Study: THE EFFECTS OF STRESS ON MARKSMANSHIP
Link to Full Study: MTI Stress and Marksmanship Study
The purpose of this study was to evaluate the effects of stress on marksmanship performance, as applied through four variables: (1) Physical Activity, (2) Time, (3) Resources Constraints (Ammunition) and (4) Competition.
Fifteen full-time members of a state law enforcement (LE) tactical unit participated in the study (age 29-43 years). Participants were all experienced marksman with at least 7 years of LE experience and a minimum of 1 year of full-time tactical experience. All subjects completing a series of 24 marksmanship trials. Trials were divided into two categories: (1) Non-stressed (Video Link) and (2) Stressed (Video Link). Each trial consisted of one magazine of 5 rounds (5.56mm). Subjects fired a total of 60 rounds during the non-stressed trials and 60 rounds during the stressed trials (120 total rounds). HR data was collected using the iOS Polar Team Training App® and Polar H7® bluetooth heart rate monitors. Marksmanship accuracy was tracked by tactical team members not participating in the study. Accuracy was measured in hits per 5 round magazine.

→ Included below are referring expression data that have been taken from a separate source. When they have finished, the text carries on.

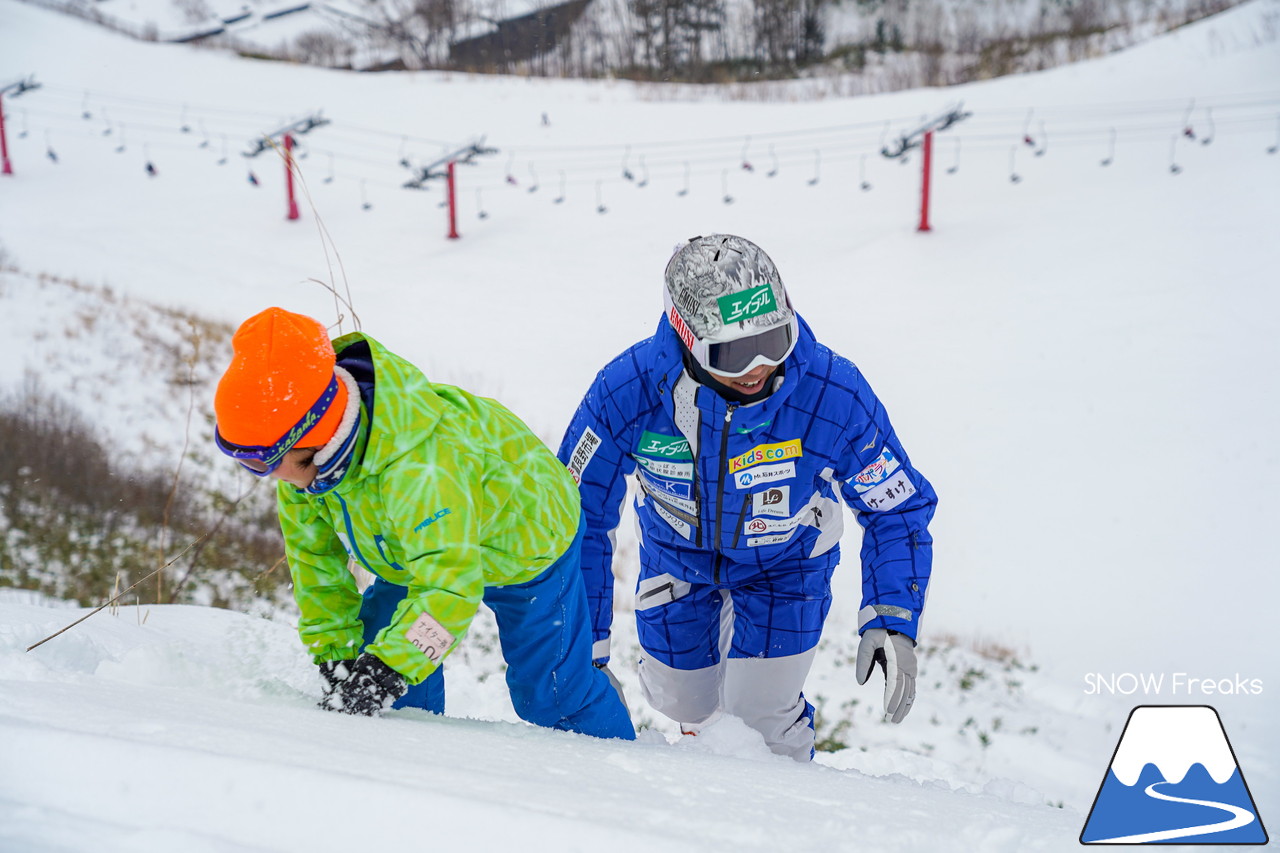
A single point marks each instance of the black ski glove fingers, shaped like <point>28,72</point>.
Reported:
<point>370,688</point>
<point>334,671</point>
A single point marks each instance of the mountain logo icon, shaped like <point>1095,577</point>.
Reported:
<point>1174,779</point>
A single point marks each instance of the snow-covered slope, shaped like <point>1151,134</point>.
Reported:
<point>196,731</point>
<point>1078,360</point>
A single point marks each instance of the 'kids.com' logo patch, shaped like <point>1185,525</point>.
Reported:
<point>766,454</point>
<point>1174,779</point>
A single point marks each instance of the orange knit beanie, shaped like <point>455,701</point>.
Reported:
<point>282,365</point>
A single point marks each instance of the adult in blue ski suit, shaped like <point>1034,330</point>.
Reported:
<point>744,433</point>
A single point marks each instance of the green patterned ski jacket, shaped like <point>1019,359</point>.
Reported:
<point>452,493</point>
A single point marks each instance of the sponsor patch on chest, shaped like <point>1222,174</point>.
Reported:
<point>764,474</point>
<point>766,454</point>
<point>772,501</point>
<point>583,454</point>
<point>675,447</point>
<point>666,468</point>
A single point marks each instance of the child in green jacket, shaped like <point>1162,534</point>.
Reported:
<point>447,498</point>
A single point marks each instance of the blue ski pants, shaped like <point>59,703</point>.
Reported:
<point>543,628</point>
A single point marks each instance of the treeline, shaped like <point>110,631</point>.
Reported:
<point>900,42</point>
<point>76,525</point>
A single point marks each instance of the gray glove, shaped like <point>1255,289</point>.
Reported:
<point>613,680</point>
<point>896,657</point>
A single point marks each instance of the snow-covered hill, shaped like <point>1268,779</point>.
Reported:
<point>1078,359</point>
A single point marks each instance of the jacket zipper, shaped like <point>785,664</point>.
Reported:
<point>720,492</point>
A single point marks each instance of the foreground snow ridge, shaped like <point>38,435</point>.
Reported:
<point>197,730</point>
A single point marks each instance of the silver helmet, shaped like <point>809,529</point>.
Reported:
<point>725,287</point>
<point>726,304</point>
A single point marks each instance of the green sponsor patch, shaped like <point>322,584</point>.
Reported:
<point>663,446</point>
<point>748,304</point>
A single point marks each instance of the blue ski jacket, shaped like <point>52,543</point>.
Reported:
<point>728,488</point>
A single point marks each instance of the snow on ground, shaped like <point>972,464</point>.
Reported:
<point>202,737</point>
<point>1079,360</point>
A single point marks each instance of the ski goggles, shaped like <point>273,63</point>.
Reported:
<point>263,461</point>
<point>741,355</point>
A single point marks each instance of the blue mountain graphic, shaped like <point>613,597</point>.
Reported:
<point>1123,810</point>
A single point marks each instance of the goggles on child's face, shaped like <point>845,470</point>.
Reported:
<point>741,355</point>
<point>263,461</point>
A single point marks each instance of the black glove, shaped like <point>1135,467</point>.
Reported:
<point>334,671</point>
<point>370,688</point>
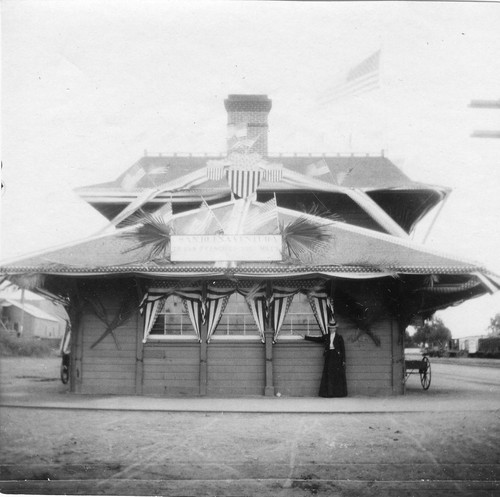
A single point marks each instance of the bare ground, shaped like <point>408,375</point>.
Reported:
<point>178,453</point>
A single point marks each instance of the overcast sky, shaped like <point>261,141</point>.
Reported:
<point>87,86</point>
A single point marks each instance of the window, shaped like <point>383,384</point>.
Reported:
<point>300,319</point>
<point>173,320</point>
<point>237,320</point>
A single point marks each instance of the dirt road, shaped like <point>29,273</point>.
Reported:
<point>206,454</point>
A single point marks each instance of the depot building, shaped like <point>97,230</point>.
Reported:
<point>213,269</point>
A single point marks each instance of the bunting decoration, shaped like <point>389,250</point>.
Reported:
<point>282,297</point>
<point>193,303</point>
<point>261,215</point>
<point>244,182</point>
<point>256,299</point>
<point>152,306</point>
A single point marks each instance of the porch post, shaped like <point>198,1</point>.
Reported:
<point>269,388</point>
<point>139,354</point>
<point>203,359</point>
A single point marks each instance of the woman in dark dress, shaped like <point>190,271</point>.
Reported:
<point>333,380</point>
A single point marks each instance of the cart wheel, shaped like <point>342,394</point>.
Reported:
<point>64,374</point>
<point>425,373</point>
<point>65,369</point>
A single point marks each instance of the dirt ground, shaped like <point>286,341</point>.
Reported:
<point>178,453</point>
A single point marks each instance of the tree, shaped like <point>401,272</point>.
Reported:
<point>494,326</point>
<point>433,332</point>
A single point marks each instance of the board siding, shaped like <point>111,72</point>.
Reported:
<point>236,369</point>
<point>105,368</point>
<point>298,366</point>
<point>171,369</point>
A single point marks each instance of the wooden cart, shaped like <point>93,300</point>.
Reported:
<point>420,366</point>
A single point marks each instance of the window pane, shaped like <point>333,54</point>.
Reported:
<point>300,319</point>
<point>237,319</point>
<point>173,319</point>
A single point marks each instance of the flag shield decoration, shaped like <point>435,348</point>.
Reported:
<point>243,182</point>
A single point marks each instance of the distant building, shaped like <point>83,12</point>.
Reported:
<point>31,315</point>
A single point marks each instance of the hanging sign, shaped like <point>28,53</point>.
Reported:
<point>197,248</point>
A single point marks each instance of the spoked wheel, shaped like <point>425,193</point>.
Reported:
<point>425,373</point>
<point>65,369</point>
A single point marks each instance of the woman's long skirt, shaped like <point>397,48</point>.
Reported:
<point>333,381</point>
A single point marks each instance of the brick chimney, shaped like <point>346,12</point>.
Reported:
<point>247,115</point>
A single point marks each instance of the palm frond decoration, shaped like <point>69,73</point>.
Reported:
<point>151,232</point>
<point>304,238</point>
<point>321,211</point>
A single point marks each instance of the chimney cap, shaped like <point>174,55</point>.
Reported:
<point>239,102</point>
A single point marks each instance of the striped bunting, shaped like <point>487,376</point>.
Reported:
<point>280,308</point>
<point>152,306</point>
<point>218,295</point>
<point>255,297</point>
<point>322,307</point>
<point>215,169</point>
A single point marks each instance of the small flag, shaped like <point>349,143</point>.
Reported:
<point>215,169</point>
<point>133,177</point>
<point>341,177</point>
<point>244,143</point>
<point>317,168</point>
<point>362,78</point>
<point>273,172</point>
<point>261,215</point>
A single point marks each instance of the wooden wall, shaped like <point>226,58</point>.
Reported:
<point>105,368</point>
<point>370,370</point>
<point>236,368</point>
<point>233,368</point>
<point>171,369</point>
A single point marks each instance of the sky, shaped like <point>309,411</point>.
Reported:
<point>89,86</point>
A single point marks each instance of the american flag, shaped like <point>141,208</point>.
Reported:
<point>318,168</point>
<point>362,78</point>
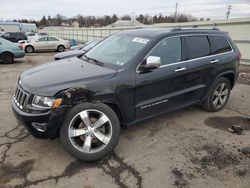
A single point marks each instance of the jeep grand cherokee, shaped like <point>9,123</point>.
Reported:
<point>128,77</point>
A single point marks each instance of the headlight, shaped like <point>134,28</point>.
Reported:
<point>42,102</point>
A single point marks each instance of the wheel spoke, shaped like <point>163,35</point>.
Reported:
<point>76,132</point>
<point>103,138</point>
<point>225,92</point>
<point>216,93</point>
<point>102,120</point>
<point>87,144</point>
<point>215,102</point>
<point>85,118</point>
<point>221,101</point>
<point>222,86</point>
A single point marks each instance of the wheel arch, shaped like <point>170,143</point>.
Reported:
<point>7,52</point>
<point>30,46</point>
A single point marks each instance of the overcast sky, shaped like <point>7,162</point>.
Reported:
<point>35,9</point>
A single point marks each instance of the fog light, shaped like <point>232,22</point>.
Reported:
<point>41,127</point>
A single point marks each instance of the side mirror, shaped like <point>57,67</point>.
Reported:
<point>152,62</point>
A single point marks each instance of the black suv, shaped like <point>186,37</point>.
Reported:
<point>14,36</point>
<point>128,77</point>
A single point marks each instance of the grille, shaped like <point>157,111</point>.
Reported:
<point>20,97</point>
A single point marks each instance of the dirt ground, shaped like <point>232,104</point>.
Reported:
<point>185,148</point>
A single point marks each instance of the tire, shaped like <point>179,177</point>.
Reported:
<point>7,58</point>
<point>60,48</point>
<point>29,49</point>
<point>218,95</point>
<point>86,145</point>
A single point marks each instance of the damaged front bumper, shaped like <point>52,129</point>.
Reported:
<point>41,125</point>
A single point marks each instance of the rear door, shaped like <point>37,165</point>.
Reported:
<point>41,43</point>
<point>200,64</point>
<point>52,43</point>
<point>164,88</point>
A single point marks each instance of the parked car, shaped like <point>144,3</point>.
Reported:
<point>77,52</point>
<point>128,77</point>
<point>9,51</point>
<point>46,43</point>
<point>14,36</point>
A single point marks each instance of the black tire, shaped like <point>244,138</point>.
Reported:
<point>211,99</point>
<point>29,49</point>
<point>70,147</point>
<point>7,58</point>
<point>60,48</point>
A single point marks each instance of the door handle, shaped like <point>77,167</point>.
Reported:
<point>180,69</point>
<point>214,61</point>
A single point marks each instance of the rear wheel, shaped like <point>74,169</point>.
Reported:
<point>60,48</point>
<point>7,58</point>
<point>218,95</point>
<point>29,49</point>
<point>90,131</point>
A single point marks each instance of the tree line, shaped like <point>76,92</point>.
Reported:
<point>101,21</point>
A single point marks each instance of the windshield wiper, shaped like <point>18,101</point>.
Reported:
<point>93,60</point>
<point>96,61</point>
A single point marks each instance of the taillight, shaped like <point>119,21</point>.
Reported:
<point>20,46</point>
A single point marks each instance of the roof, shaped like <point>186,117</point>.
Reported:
<point>154,32</point>
<point>122,23</point>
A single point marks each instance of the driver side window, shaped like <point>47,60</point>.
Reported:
<point>169,50</point>
<point>42,39</point>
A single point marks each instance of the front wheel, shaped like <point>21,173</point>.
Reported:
<point>218,95</point>
<point>90,131</point>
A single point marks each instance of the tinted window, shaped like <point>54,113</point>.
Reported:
<point>219,44</point>
<point>43,39</point>
<point>169,50</point>
<point>52,39</point>
<point>198,46</point>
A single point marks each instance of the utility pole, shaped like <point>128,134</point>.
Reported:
<point>229,7</point>
<point>175,13</point>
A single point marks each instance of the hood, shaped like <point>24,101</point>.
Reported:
<point>69,54</point>
<point>48,79</point>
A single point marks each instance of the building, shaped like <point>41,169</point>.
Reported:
<point>17,27</point>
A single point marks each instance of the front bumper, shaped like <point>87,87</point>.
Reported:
<point>42,125</point>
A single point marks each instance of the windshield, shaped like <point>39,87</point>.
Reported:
<point>89,45</point>
<point>117,49</point>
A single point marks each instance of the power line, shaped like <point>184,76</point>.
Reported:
<point>229,7</point>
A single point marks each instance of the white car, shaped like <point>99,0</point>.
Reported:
<point>46,43</point>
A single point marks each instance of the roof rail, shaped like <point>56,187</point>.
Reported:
<point>176,29</point>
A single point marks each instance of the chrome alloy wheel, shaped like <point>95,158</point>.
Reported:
<point>220,95</point>
<point>90,131</point>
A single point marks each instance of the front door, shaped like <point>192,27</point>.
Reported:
<point>164,88</point>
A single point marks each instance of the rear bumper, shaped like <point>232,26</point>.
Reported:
<point>42,125</point>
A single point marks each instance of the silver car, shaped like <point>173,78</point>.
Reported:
<point>46,43</point>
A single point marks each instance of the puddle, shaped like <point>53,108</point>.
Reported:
<point>223,123</point>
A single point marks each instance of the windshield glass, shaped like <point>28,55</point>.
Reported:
<point>117,49</point>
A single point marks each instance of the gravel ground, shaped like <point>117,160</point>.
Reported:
<point>184,148</point>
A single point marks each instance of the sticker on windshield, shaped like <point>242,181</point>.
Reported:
<point>140,40</point>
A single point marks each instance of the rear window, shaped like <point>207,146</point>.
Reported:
<point>198,46</point>
<point>219,44</point>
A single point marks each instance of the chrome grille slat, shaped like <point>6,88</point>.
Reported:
<point>20,97</point>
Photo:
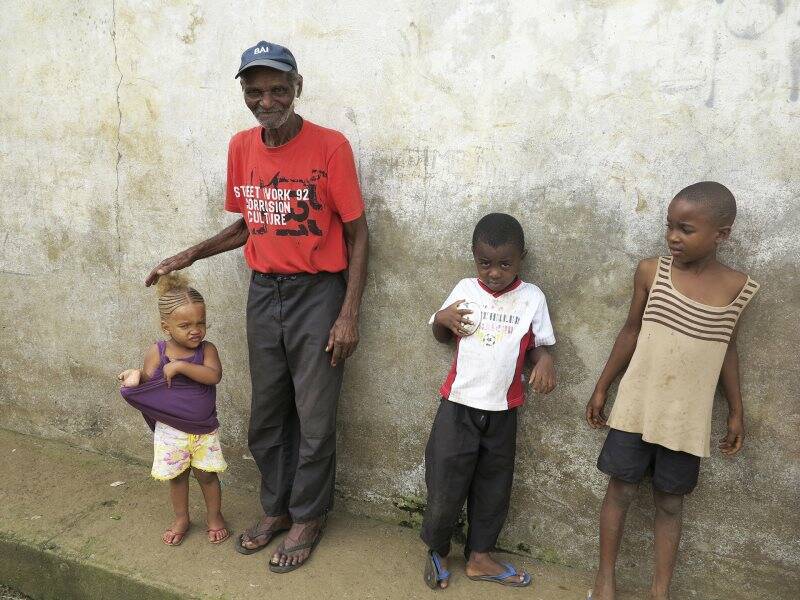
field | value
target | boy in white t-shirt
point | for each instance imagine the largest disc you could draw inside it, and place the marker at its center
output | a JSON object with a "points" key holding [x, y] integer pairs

- Heart rates as low as 148.5 BPM (approximately 80% of estimated heart rate max) represent sufficient stress to significantly decrease marksmanship performance (-24.1%).
- Individual variations in heart rate (+/- 7.7 BPM) during non-stressed drills did not lead to changes in marksmanship performance.
- Individual variations in heart rate (+/- 11.4 BPM) during stressed drills did not lead to changes in marksmanship performance.
Since most real-world tactical situations occur during times of stress, the researchers recommend that all tactical professionals train stressed marksmanship. Based on the results presented in this study, drills, similar to the one used by the researchers, represent a simple and safe means of applying stress to marksmanship exercises.